If more people stopped to be grateful, I firmly believe it would put a stop to over-eating. Bacon cheese burgers means both a pig and a cow had to die for your meal. Food is fuel, it should remain that way. Enjoy the odd feast in life, but respect the fact that you are eating an animal. We need to stop over consuming animal products. Look back on history, people didn't eat meat daily, it wasn't always available. Now we over eat animal products daily. We live longer, but I'm not sure we always live healthier.

2) Our farmers do not get enough credit. There are people who work day and night to ensure we have food. Not just a little bit of food, but more food than we know what to do with. We stock the shelves of massive stores and no one really goes out of their way to thank farmers.

I grew up in a rural town. So as my career grows, and as I give workplace wellness seminars, I love to stress this point. We are fortunate in our society that men and women love to work the ground, work hard, and produce food that we can enjoy.

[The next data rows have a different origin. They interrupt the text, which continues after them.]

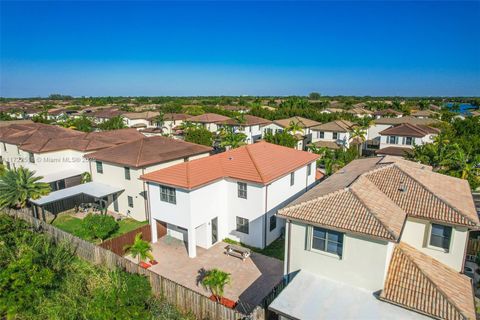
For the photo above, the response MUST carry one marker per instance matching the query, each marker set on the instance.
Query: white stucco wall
(417, 233)
(363, 262)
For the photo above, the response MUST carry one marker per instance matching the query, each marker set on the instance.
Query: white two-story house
(380, 230)
(400, 139)
(234, 194)
(251, 126)
(122, 166)
(333, 135)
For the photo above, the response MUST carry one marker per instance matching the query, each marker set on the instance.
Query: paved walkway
(252, 279)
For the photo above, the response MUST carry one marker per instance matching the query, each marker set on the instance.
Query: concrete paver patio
(252, 279)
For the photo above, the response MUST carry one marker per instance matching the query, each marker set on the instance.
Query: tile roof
(394, 151)
(208, 118)
(421, 283)
(394, 190)
(335, 126)
(302, 122)
(148, 151)
(407, 119)
(249, 121)
(410, 130)
(40, 138)
(261, 163)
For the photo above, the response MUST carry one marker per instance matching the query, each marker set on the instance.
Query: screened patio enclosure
(99, 194)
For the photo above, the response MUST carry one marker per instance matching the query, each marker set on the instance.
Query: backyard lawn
(73, 225)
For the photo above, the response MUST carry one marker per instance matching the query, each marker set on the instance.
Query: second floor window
(440, 236)
(328, 241)
(168, 194)
(242, 190)
(242, 225)
(99, 166)
(392, 139)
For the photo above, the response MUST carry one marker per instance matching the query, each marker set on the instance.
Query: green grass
(275, 250)
(73, 225)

It's best to get food as close to the farm as you can get it. Support and eat local food for the most nutrition and flavor you will ever experience. I'm amazed at how many people out there choose food from a box instead of visiting their local farmers markets. You will not believe the amazing taste, and the quality of meals you can get. If you don't know how to cook with real ingredients, it's time to learn! Cook with herbs and seasonings, stay away from sauces.

Crampton's Market and Vita Health in Winnipeg are my two favorite haunts.

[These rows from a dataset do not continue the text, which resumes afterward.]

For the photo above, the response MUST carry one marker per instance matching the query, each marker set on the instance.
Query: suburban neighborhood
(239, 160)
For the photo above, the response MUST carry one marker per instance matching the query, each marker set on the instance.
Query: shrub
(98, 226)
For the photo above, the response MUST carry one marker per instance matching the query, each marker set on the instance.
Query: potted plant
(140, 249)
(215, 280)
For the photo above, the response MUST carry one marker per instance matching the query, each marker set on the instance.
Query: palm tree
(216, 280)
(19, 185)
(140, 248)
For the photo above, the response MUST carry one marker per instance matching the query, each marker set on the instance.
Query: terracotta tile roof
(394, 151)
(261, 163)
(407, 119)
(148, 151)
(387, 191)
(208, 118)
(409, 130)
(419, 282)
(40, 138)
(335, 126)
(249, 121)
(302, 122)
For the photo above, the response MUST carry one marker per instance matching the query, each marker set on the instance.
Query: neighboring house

Instead of sitting in front of the TV, make a trip to a farmer's market, buy some of the best produce you have ever tasted, and cook a meal.

Or watch reruns of your favorite show. Whichever works for you

3) Serving size has got way out of control and if we realized the work that goes into food production, we'd understand what a calorie is. Your body was designed to hunt and gather, eat, then enjoy time with friends and family. The hunting and gathering was a big drain on the calorie system.

Now we can get 10 x as much food, with 1/10 the effort. It's why I'd love to see people start their own gardens. Nothing beats the feeling of growing your own plants, and produce. Community gardens are available in most major cities. It's the perfect place to grow very simple things. The experience of growing your own food is second to none. It will also make you appreciate food more. That appreciation will slow down your eating, and reduce your serving size.

What I'm really hoping people do is realize that food is important. Be vegan, vegetarian or a meat eater. I don't care which way you do it, you can be healthy any way you want. Don't judge anyone for their choice, understand where there choice comes from. I truly appreciate and love nature, but believe in the food chain and believe humans are Alpha.

Appreciate your food. Enjoy your meals. Take a second to be grateful for the animal that is sustaining you, and the farmer who worked all summer to produce your meal. It will change the way you see food.

Visit a farm, fuel your body with local fare. Enjoy the life of someone who is conscious and aware of what goes into their meal.

Your body is a machine, fueling it properly and mindfully will make you healthy and help you do this wellness thing with a little more ease. Mindful eating is part of how I'm going to get this Nation healthy, One Fit City at a time.